Guest from Grindhouse Wetware - whose focus is 'augmenting humanity using safe, affordable, open source technology.' This promises to be another fascinating talk about human augmentation, the origins and philosophy behind Grindhouse Wetware, what is possible with available technologies and the future of human enhancement. We will review their key projects and have plenty of time for Q&A.
Learn more at http://www.grindhousewetware.com/
The birth of the movement and its founders
How practical transhumanism differs from mainstream transhumanism
What sort of enhancement is within reach
Quantified self meets transhumanism, and Grindhouse projects ( Thinking Cap, Bottlenose, HELEED, and beyond)
What does the community want? What sort of enhancements are you looking for today?

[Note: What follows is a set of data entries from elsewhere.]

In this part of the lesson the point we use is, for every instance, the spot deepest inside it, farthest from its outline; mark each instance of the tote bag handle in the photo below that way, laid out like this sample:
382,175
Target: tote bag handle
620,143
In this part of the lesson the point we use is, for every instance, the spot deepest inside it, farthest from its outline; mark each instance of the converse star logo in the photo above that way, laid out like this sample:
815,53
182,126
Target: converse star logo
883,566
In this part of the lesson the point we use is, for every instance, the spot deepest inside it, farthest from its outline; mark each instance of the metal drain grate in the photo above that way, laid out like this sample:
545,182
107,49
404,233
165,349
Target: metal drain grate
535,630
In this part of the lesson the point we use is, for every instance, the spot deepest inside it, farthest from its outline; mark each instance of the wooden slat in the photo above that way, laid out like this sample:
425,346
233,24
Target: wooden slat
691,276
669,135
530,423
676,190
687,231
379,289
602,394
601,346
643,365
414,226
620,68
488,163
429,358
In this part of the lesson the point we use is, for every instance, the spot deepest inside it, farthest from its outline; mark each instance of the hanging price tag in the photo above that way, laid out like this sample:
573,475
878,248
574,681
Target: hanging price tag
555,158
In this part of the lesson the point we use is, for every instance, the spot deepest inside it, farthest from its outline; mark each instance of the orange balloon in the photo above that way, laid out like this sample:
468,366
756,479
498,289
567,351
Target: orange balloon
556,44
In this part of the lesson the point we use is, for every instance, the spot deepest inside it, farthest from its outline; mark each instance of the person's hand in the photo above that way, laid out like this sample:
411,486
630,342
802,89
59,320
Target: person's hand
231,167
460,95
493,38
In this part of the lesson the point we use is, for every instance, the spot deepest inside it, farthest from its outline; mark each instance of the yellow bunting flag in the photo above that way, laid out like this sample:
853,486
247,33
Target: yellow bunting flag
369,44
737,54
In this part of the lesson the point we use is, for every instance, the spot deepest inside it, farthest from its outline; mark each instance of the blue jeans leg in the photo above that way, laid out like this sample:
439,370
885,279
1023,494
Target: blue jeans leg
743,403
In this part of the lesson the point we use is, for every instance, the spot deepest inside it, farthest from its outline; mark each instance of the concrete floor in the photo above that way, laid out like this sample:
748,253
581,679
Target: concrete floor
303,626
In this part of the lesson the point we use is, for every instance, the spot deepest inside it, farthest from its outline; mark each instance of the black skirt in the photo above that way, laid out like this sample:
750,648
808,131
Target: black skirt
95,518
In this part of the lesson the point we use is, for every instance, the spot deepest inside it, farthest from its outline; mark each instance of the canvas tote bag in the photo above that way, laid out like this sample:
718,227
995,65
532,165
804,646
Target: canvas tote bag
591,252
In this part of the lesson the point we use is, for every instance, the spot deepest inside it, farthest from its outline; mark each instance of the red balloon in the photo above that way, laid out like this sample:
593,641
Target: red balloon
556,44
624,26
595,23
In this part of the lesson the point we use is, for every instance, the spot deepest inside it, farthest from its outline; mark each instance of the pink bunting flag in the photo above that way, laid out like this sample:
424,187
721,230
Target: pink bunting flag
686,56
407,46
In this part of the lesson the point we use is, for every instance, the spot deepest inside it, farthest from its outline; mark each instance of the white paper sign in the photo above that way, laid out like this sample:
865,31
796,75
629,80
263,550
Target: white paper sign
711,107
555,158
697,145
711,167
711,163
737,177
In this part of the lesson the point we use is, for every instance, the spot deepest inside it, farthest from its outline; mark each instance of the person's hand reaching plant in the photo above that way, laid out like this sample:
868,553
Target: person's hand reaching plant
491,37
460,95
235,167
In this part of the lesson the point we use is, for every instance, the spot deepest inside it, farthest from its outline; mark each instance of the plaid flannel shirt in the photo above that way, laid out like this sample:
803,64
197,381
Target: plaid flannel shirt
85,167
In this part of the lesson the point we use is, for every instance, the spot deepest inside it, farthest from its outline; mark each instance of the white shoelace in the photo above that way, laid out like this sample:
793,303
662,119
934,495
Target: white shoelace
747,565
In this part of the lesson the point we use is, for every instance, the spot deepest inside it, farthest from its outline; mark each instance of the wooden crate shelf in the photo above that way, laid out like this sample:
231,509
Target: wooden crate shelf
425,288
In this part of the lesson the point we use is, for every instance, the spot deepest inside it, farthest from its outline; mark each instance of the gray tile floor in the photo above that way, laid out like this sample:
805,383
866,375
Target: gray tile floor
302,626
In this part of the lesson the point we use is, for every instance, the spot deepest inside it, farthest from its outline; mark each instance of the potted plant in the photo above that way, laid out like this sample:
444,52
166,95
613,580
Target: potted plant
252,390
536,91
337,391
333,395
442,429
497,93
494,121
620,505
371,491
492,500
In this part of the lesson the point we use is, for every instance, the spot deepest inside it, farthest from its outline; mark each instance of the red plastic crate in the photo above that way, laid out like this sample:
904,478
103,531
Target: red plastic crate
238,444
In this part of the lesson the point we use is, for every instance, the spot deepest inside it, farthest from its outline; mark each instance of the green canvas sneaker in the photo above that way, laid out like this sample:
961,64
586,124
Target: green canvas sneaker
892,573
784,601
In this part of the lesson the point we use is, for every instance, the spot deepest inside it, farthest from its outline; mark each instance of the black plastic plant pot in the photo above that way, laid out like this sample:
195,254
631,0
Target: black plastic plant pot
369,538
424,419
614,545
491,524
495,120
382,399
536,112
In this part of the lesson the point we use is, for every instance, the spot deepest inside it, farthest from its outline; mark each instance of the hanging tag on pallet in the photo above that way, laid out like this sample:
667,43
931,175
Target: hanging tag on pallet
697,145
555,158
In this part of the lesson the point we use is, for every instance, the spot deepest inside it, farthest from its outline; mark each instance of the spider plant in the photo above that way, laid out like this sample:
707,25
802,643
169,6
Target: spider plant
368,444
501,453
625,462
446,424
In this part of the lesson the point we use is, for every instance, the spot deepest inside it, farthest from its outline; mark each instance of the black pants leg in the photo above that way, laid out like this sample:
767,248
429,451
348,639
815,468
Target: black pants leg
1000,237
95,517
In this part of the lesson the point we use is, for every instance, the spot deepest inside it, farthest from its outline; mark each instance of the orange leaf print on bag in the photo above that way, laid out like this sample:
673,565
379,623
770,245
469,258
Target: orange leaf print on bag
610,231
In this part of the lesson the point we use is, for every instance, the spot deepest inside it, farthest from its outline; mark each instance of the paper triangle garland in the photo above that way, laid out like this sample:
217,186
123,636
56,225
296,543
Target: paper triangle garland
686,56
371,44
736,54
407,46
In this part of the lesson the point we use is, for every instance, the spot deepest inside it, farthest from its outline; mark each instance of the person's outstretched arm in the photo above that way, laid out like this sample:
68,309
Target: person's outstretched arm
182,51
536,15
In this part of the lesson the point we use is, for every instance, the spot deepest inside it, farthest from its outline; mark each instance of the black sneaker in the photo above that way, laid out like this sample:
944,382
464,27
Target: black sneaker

For five decades transhumanist thought has been regulated to the realm of philosophy, socio-political discussions, and science fiction. In the 1990s, Professor Kevin Warwick of Reading University departed from this norm when he implanted devices into his body that extended his nervous system via the Internet. Though he was not a pioneer in neural prosthetics or brain-computer interface it was the intent of his actions that established a movement.
Enabled by body modification artists and inspired by researchers like Professor Warwick, Grinders set out to augment themselves - not with technology our movies and videogames promised, but with established science and engineering. The term Grinding originates from the comic Doktor Sleepless, a world where young technophiles enhanced themselves with their own technical know-how. In the real world Grinders aggregate in Internet forums, following the hacker ethic of free and open knowledge - sharing code, schematics, and anatomical knowledge.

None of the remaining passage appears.